„Mgły
Toskanii”
Natasza
Socha
Czy
można kochać dwóch mężczyzn? Emocjonalny trójkąt rzadko kiedy jest prosty,
przynosi chwile szczęścia, ale i momenty zwątpienia, a pomiędzy nimi niepewność
co do przyszłości oraz egzystencja tu i teraz by jak najwięcej odczuć. Ale czy taka sytuacja może trwać długo?
Tajemnice, nawet jeśli za takie nie są uważane, mają to do siebie, że w końcu
wychodzą na jaw i trzeba stawić czoła konsekwencjom. Jednak czasem wynik
zaskakuje wszystkich zainteresowanych …
Lena
dostała szansę, której mogłoby jej pozazdrościć wielu.

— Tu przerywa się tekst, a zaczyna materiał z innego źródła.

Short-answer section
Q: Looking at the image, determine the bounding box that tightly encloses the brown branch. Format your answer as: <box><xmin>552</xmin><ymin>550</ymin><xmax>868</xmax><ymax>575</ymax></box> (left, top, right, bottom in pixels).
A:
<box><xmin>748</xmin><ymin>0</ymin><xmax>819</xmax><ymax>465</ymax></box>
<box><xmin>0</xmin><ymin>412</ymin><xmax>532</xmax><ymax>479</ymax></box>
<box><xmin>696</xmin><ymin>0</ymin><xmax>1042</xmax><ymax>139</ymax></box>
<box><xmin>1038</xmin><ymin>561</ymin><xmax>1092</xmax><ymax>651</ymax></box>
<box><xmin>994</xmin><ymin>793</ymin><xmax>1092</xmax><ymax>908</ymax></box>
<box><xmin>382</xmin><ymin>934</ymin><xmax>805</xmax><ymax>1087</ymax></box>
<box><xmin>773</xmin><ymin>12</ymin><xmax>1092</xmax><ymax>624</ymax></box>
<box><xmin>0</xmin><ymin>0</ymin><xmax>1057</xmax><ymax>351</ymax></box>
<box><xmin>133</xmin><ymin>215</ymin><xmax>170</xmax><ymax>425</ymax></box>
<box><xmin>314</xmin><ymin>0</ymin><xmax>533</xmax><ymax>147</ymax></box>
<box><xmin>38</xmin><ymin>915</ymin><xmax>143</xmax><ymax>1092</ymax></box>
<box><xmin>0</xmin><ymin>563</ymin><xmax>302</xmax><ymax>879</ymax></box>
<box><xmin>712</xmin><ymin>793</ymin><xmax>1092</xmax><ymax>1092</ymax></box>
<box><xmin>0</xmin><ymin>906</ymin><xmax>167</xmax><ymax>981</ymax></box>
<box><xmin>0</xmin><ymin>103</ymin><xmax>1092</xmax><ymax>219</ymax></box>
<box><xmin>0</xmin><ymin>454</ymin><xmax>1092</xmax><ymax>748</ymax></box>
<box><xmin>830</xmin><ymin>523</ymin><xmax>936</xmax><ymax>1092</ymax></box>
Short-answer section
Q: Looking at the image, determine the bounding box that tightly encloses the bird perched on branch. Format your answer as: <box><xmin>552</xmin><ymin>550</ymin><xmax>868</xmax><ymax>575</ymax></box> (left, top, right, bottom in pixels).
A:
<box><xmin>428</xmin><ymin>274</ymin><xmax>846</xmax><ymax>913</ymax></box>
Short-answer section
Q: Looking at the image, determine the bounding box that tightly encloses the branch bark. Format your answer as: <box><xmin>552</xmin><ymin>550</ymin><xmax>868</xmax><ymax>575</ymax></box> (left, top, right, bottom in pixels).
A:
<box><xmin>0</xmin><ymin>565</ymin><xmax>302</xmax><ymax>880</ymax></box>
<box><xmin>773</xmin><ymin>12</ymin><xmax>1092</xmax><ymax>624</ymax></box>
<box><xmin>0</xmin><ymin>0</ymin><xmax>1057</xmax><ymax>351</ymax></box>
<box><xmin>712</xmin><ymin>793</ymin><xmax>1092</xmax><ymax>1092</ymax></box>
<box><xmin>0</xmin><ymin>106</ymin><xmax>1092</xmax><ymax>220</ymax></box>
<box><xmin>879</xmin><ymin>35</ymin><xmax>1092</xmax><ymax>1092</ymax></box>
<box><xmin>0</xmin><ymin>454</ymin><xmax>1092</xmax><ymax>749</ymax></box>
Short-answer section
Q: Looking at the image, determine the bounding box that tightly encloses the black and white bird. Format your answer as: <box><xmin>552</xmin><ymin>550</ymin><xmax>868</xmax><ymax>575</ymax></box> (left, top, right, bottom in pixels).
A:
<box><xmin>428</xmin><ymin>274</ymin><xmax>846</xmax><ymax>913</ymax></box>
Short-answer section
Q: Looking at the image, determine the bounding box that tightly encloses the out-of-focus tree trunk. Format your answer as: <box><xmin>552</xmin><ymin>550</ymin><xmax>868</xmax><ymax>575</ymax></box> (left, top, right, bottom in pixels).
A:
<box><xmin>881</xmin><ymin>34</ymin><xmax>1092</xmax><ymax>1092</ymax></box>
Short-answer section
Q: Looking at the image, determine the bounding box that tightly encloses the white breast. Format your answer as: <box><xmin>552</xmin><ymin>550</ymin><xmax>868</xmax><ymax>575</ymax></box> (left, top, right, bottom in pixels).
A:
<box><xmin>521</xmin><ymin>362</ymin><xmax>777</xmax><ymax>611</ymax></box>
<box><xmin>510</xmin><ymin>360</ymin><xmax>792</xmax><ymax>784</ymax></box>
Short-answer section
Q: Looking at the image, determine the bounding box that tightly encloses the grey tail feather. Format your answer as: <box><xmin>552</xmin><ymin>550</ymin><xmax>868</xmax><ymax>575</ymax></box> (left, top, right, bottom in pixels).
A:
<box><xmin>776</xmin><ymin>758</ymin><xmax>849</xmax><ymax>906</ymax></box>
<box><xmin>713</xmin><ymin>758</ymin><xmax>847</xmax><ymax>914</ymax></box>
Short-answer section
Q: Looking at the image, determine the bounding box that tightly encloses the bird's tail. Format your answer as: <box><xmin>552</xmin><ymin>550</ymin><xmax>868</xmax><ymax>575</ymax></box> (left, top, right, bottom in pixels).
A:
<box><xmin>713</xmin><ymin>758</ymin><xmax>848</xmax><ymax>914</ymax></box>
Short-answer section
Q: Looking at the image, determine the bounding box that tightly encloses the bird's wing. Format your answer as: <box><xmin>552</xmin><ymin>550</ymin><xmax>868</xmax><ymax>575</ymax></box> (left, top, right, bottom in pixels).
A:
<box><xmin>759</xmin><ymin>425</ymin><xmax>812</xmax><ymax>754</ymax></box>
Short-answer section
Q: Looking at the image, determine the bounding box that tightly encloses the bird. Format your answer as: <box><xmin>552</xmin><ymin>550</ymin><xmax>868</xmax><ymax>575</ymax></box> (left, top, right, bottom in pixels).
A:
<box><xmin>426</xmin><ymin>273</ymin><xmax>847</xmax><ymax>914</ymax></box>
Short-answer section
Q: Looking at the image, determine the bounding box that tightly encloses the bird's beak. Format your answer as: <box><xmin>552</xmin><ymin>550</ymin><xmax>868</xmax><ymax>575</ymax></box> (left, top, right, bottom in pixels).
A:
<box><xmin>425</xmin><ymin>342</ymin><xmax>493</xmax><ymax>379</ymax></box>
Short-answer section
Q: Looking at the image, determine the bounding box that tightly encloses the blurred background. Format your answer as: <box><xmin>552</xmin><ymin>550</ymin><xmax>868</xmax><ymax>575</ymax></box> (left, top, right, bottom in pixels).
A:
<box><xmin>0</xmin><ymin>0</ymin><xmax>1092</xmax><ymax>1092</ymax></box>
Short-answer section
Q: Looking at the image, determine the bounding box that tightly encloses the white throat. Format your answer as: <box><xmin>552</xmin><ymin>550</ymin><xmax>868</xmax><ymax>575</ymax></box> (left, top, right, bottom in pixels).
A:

Teraz kursuje pomiędzy
wielobarwną i pełną smaków Toskanią oraz Polską. Spełnia się jako konserwator dzieł
sztuki, cierpliwość i dociekliwość pomagają w pracy, a spokój i monotonia nie
są dla niej problemem. Wydawałoby się, że nic nie jest w stanie zaskoczyć
dziewczyny, wszystko ma pod kontrolą i może przewidzieć co się wydarzy, lecz
okazuje się, iż nie do końca tak jest. Wystarczy małe odstępstwo, chwila
zawahania i zaczyna się coś nowego, chociaż początkowo nie jest to zauważalne.
Czas mija, nowe miejsce odsłania przed młodą kobietą kolejne elementy swego
oblicza i coraz bardziej ją fascynuje, podobnie jak i ludzie, których spotyka
na swej drodze. Powoli zaczyna dostrzegać detale i zwracać uwagę na niuanse
kryjące się nie tylko w zawodowym wyzwaniu. Kiedy na jej drodze staje Ian Lenę zaczynają
ogarniać niespodziewane emocje, pojawiają się wątpliwości. Stabilne podstawy
jej związku zaczynają się lekko chwiać, a może to jedynie wpływ toskańskiej
atmosfery, tak innej od rodzimej? Brak pośpiechu i skupienie się na
teraźniejszości daje dziewczynie wrażenia jakie do tej pory były jej obce.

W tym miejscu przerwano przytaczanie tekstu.